I run a small production demonstration of this every day. The AI readiness assessment on this site is a roughly 20-turn agent behind a Cloudflare Worker, and its cost shape was fixed before the first visitor arrived: a Haiku-tier model classifies the opening turn, a Sonnet-tier model carries the conversation, and an Opus-tier model at xhigh effort runs exactly one call, the final synthesis, against a system prefix that sits on a one-hour prompt cache. Nothing about that design is exotic. It's the same five levers every agentic system has, whether anyone is holding them or not: model tier, effort, cache discipline, context shape, and fan-out width. Set them deliberately and cost-per-task is a number you chose. Leave them at defaults and it's a number that happens to you.

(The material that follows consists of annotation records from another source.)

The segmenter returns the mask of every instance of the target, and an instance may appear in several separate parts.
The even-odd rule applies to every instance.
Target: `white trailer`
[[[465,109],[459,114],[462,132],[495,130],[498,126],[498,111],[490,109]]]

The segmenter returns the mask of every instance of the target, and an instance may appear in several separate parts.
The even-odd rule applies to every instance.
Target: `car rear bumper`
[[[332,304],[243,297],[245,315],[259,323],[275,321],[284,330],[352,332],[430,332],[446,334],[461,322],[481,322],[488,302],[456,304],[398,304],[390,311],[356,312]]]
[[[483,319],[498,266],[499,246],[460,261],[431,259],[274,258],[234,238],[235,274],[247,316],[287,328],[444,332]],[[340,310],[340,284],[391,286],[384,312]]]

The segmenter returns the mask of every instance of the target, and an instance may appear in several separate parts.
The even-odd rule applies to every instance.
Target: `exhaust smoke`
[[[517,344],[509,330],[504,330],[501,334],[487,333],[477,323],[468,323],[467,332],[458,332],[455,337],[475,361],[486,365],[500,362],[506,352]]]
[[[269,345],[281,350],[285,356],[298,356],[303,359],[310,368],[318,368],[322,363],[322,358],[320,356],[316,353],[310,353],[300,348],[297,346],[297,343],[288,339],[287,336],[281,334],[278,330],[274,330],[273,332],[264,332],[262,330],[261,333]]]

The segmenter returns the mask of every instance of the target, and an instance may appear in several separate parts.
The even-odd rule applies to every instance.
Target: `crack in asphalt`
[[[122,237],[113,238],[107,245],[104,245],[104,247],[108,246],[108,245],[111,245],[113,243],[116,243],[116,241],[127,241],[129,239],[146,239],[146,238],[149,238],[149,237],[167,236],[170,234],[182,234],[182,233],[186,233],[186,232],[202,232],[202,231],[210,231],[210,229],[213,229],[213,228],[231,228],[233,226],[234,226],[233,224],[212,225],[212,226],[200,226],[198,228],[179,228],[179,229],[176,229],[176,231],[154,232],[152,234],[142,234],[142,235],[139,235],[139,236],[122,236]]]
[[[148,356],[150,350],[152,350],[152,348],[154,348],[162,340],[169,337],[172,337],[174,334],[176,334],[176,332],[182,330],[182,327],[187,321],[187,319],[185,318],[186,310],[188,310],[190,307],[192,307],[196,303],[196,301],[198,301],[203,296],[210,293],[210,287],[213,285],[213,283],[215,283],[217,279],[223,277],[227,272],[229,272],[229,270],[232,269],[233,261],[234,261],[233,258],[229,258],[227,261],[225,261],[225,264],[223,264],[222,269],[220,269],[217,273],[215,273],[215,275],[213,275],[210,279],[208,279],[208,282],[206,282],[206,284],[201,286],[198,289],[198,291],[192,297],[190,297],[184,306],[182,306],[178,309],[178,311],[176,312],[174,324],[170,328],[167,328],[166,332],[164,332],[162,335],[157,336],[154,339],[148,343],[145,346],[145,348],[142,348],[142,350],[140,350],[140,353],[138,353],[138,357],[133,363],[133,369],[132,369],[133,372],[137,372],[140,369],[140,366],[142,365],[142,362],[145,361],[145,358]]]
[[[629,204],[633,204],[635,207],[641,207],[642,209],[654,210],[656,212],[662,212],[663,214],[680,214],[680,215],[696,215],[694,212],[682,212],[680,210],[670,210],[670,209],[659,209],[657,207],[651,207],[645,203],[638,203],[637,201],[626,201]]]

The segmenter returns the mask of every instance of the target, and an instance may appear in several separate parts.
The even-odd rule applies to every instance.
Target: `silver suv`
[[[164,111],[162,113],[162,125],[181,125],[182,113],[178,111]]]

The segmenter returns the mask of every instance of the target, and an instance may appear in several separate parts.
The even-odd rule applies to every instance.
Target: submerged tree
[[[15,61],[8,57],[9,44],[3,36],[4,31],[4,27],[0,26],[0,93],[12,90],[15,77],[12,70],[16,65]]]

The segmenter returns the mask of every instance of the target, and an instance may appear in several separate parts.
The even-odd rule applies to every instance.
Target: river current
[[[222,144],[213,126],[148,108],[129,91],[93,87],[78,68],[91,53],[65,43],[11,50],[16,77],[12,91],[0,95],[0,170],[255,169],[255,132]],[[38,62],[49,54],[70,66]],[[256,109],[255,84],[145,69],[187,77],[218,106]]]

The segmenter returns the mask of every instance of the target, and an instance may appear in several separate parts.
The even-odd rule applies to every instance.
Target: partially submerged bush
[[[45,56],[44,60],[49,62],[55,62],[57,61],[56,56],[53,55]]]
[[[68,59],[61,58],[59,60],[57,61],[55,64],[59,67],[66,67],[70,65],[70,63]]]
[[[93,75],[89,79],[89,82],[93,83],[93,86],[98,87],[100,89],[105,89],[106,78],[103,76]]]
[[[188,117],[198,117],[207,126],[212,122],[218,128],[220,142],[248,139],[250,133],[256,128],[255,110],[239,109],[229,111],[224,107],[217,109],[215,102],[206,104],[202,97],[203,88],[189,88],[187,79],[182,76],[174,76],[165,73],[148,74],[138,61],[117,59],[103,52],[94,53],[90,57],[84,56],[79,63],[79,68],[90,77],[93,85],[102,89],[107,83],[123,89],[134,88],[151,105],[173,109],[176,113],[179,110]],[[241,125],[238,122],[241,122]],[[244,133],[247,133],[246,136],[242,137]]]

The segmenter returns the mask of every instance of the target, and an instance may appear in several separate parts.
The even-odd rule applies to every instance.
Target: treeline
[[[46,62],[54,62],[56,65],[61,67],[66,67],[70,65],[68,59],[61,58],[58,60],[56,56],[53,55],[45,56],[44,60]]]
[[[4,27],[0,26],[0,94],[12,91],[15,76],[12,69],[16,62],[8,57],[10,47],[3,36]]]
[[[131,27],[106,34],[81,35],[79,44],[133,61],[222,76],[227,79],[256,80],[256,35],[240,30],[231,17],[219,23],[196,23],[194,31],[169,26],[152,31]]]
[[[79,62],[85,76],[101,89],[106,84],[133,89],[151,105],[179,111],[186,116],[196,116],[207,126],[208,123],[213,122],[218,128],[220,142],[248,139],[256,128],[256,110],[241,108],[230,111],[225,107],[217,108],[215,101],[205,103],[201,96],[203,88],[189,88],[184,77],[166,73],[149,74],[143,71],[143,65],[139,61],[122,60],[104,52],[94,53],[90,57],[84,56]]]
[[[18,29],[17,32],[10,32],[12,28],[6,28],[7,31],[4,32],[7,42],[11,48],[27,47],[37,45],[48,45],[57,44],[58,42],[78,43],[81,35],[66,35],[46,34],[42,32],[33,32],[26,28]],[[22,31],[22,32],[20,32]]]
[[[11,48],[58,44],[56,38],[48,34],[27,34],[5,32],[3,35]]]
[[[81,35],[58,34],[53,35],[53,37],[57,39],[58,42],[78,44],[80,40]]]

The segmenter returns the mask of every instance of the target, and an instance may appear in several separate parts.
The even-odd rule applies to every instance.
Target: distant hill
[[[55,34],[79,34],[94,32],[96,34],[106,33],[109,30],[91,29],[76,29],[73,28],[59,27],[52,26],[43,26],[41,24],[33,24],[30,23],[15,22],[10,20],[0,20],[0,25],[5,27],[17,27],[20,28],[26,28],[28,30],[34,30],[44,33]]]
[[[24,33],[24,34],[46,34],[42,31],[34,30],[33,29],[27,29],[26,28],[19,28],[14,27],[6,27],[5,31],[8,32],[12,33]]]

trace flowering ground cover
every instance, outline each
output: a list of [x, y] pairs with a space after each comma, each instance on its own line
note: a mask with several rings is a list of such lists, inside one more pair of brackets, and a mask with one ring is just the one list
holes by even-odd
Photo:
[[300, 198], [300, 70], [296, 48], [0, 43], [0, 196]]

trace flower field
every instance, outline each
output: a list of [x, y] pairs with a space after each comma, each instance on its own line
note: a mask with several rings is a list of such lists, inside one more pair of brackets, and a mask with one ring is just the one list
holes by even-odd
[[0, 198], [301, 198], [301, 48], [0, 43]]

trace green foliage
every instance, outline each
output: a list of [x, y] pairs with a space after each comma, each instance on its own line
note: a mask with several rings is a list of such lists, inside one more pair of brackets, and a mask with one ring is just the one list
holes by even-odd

One definition before the anatomy, because the phrase invites a misreading. Cost-aware design is not token frugality. It is two disciplines: attribution, knowing what each task costs and which design choice made it cost that, and deliberate lever-setting, choosing model, effort, cache, context, and fan-out on purpose. A team that has both can rationally decide to spend more, and often should. What no team can do without them is claim ROI, because ROI is a ratio and unattributed spend has no denominator. I covered the session-level version of this argument in the token-spend post and the procurement-level version in the true-cost TCO piece; this guide is the system-design layer underneath both.

Why does an agent cost so much more than a chat?

Because an agent re-reads its own history on every step, and billing follows the re-reading. Each turn of an agent loop sends the full accumulated context, system prompt, tool definitions, every prior tool result, back through the API as input tokens. Anthropic's multi-agent engineering write-up measured the consequence: agents typically use about four times the tokens of a chat interaction, and multi-agent systems about 15 times, with token usage alone explaining 80 percent of the performance variance on their research tasks. The numbers date from June 2025 and remain the canonical vendor measurement; nothing fresher has replaced them, which is itself worth knowing when you see them quoted as current.

The accumulation is not linear, and this is the part per-step estimates miss. Because step N re-sends the output of every step before it, a loop's cumulative input grows roughly with the square of its length. Augment Code's loop-cost analysis works the arithmetic: a 20-step loop generating about a thousand tokens per step produces around 210,000 cumulative input tokens, an order of magnitude more than the 20,000 a naive estimate suggests. The same analysis measured where the bytes live: in one traced run, roughly 30,000 of 48,000 total tokens were tool results, and about 40 to 60 percent of those were removable with no performance loss. Most of an agent's bill is the agent re-reading things it no longer needs. The profile does vary by workload class: a tool-heavy loop re-feeding large results accumulates far faster than a short reasoning-only chain, which is why your own traces, not anyone's published multiplier, should size your budget.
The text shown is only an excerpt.